I am working on a recommendation engine. The user data is collected (Their friendship, locations, likes,education,...) and is already stored in mongodb. I need to recommend rel
Did you take a look at Reco4j? It uses neo4j as underlying graph database. They have implemented few algorithms as part of project. Here is link reco4j. The link is currently unavailable but I found the features good when I had visited the site.
https://github.com/tinkerpop/gremlin/wiki
Gremlin!
Specifically designed to work with Neo4j/graph databases. Also you can easily download GMongo and connect to Mongo as well.
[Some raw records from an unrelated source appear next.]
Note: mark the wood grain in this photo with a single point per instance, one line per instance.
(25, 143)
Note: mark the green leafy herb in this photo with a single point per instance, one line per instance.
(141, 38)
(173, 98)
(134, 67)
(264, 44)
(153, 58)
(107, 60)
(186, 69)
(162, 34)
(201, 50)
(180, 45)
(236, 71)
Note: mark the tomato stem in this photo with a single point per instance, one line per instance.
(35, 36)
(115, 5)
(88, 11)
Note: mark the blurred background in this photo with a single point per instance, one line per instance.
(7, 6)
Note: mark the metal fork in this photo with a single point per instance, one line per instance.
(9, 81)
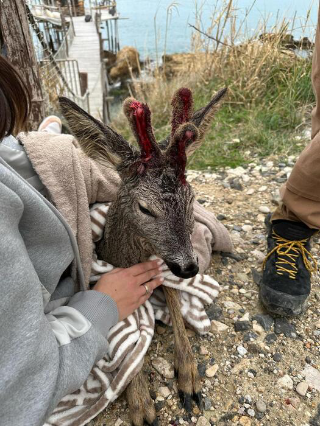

Check out this article that describes how to interact with polyglot data in Gremlin:
http://thinkaurelius.com/2013/02/04/polyglot-persistence-and-query-with-gremlin/
I found two ways to integrate mongodb and Neo4j. The first one was suggested by ryan1234 using Gremlin together with Gmongo. The steps are as following according to this excellent blog
1- Download Gmongo and Java mongo driver
2- copy the two jar files under neo4j/lib directory
3- This is an example. suppose we have this collection (called follows) in mongodb
{ "_id" : ObjectId("4ff74c4ae4b01be7d54cb2d3"), "followed" : "1", "followedBy" : "3", "createdAt" : ISODate("2013-01-01T20:36:26.804Z") }
{ "_id" : ObjectId("4ff74c58e4b01be7d54cb2d4"), "followed" : "2", "followedBy" : "3", "createdAt" : ISODate("2013-01-15T20:36:40.211Z") }
{ "_id" : ObjectId("4ff74d13e4b01be7d54cb2dd"), "followed" : "1", "followedBy" : "2", "createdAt" : ISODate("2013-01-07T20:39:47.283Z") }
from the Gremlin shell in Neo4j run the following commands.
import com.gmongo.GMongo
mongo = new GMongo()
db = mongo.getDB("local")
db.follows.findOne().followed
x=[] as Set; db.follows.find().each{x.add(it.followed); x.add(it.followedBy)}
x.each{g.addVertex(it)}
db.follows.find().each{g.addEdge(g.v(it.followedBy),g.v(it.followed),'follows',[followsTime:it.createdAt.getTime()])}
and that is it we have created the equivalent graph in neo4j
There is another solution if we want to use R. The following R code, will get the data from mongodb
library(RMongo)
library('bitops')
library('RCurl')
library('RJSONIO')
mg <- mongoDbConnect("local", "127.0.0.1", 27017)
mongoData <- dbGetQuery(mg, 'follows',"{}")
The result will be as following
followed followedBy createdAt
1 1 3 Tue Jan 01 15:36:26 EST 2013
2 2 3 Tue Jan 15 15:36:40 EST 2013
3 1 2 Mon Jan 07 15:39:47 EST 2013
The following R code will connect to Neo4j and create the graph. It is not efficient but it works
query <- function(querystring) {
h = basicTextGatherer()
curlPerform(url="http://localhost:7474/db/data/ext/CypherPlugin/graphdb/execute_query",
postfields=paste('query',curlEscape(querystring), sep='='),
writefunction = h$update,
verbose = TRUE
)
result <- fromJSON(h$value())
data <- data.frame(t(sapply(result$data, unlist)))
names(data) <- result$columns
data
}
nodes<-unique(c(mongoData$followed,mongoData$followedBy))
nodes=paste("_",nodes,sep="")
nodes<-paste(paste("(",nodes,collapse="),"),")")
edges<-apply(mongoData[,3:2],1,function(x) paste("_",x,sep="",collapse="-[:follows]->"))
edges<-paste(edges,collapse=",")
cmd<-paste(nodes,edges,sep=",")
cmd=paste("create",cmd)
query(cmd)
For using MongoDB and Neo4j together there is now the Neo4j Doc Manager project which will automatically sync data from MongoDB to Neo4j, converting documents to a property graph structure.